Classification and regression not clear what the meaning can be referred to the description: {

the difference between classification and regression is the type of the output variable.

the quantitative output is called regression, or continuous variable prediction;
qualitative output is called classification, or discrete variable prediction.

As an example:
predict tomorrow's temperature is how many degrees, this is a return task;
predicting whether tomorrow is cloudy, sunny or rainy is a sort of task.

Decision-making phase: Select an appropriate mapping to make Y (x) =t

If the predicted result and the actual result of the square difference as a loss function:

?

Our goal is of course to minimize the loss function, namely: minimizee[l], if the partial derivative of y (x), that is, Y (x) equals how much, the minimum value is obtained (partial derivative is 0):

Translate to:

: When x=x0, it is distributed as a blue line

In addition, there is a different way to get the result: The formula can be written like this:

?

? to minimize the above loss function, the first right of the equation is when the minimum value is zero, and the second item indicates the fluctuation (variance) of the response value t of the input variable x in the desired meaning. Because it is only related to the joint probability distribution , it represents the portion of the loss function that cannot be reduced.

Similar to the classification problem, regression problems can be divided into 3 different methods (complexity from high to low):

1, the joint distribution:, normalization of the conditional distribution, and finally get the conditional mean value;

2, the condition density is obtained directly , and then the conditional mean value is obtained;

3, directly find a Y (x) mapping, X for the training set;

Of course, finding the squared difference is just one of the loss functions, and many times it's not accurate and elegant. So, we need some other error function. For example, Minkovski error (Minkowski loss):

?

?

It can be found that it is a more general form, when q=2 is the square loss.

?

?

?

?

?

?

?

Decision boundaries?

"PRML Reading notes-chapter1-introduction" 1.5 decision theory

Related Article

Contact Us

The content source of this page is from Internet, which doesn't represent Alibaba Cloud's opinion; products and services mentioned on that page don't have any relationship with Alibaba Cloud.
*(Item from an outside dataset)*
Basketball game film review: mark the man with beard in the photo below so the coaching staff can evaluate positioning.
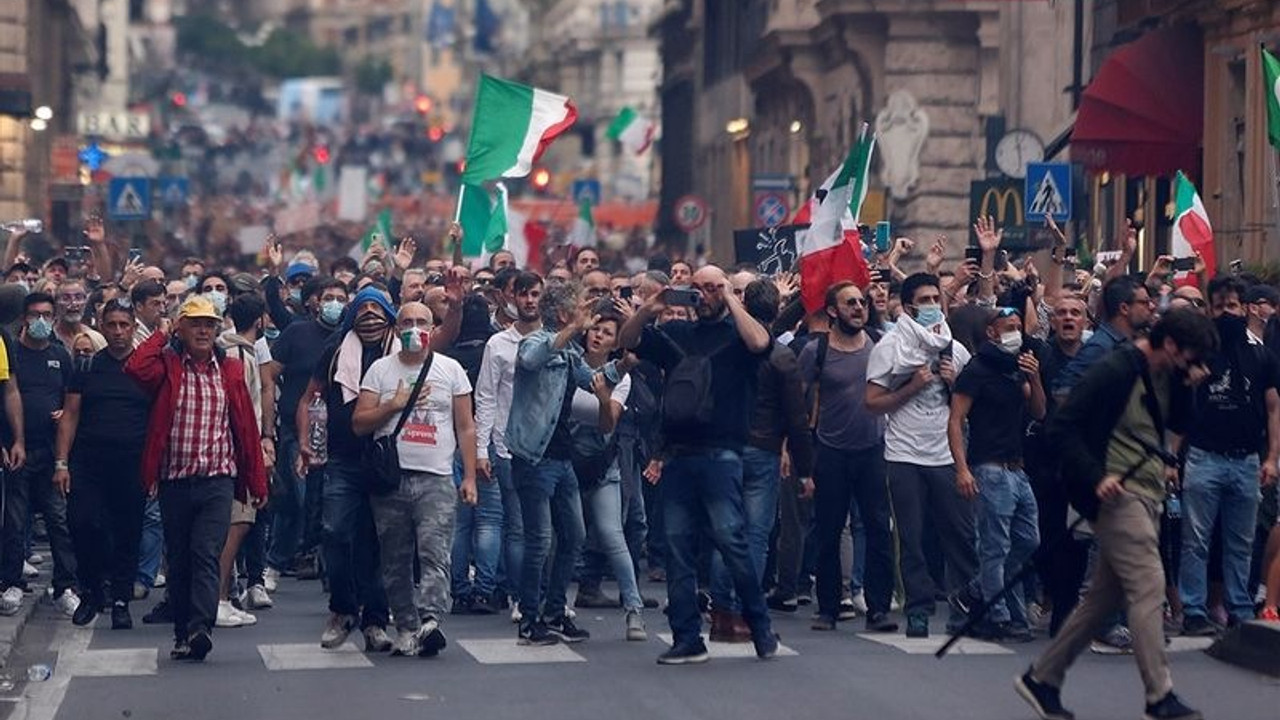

If the content of the page makes you feel confusing, please write us an email, we will handle the problem within 5 days after receiving your email.

If you find any instances of plagiarism from the community, please send an email to: info-contact@alibabacloud.com and provide relevant evidence. A staff member will contact you within 5 working days.

A Free Trial That Lets You Build Big!

Start building with 50+ products and up to 12 months usage for Elastic Compute Service

  • Sales Support

    1 on 1 presale consultation

  • After-Sales Support

    24/7 Technical Support 6 Free Tickets per Quarter Faster Response

  • Alibaba Cloud offers highly flexible support services tailored to meet your exact needs.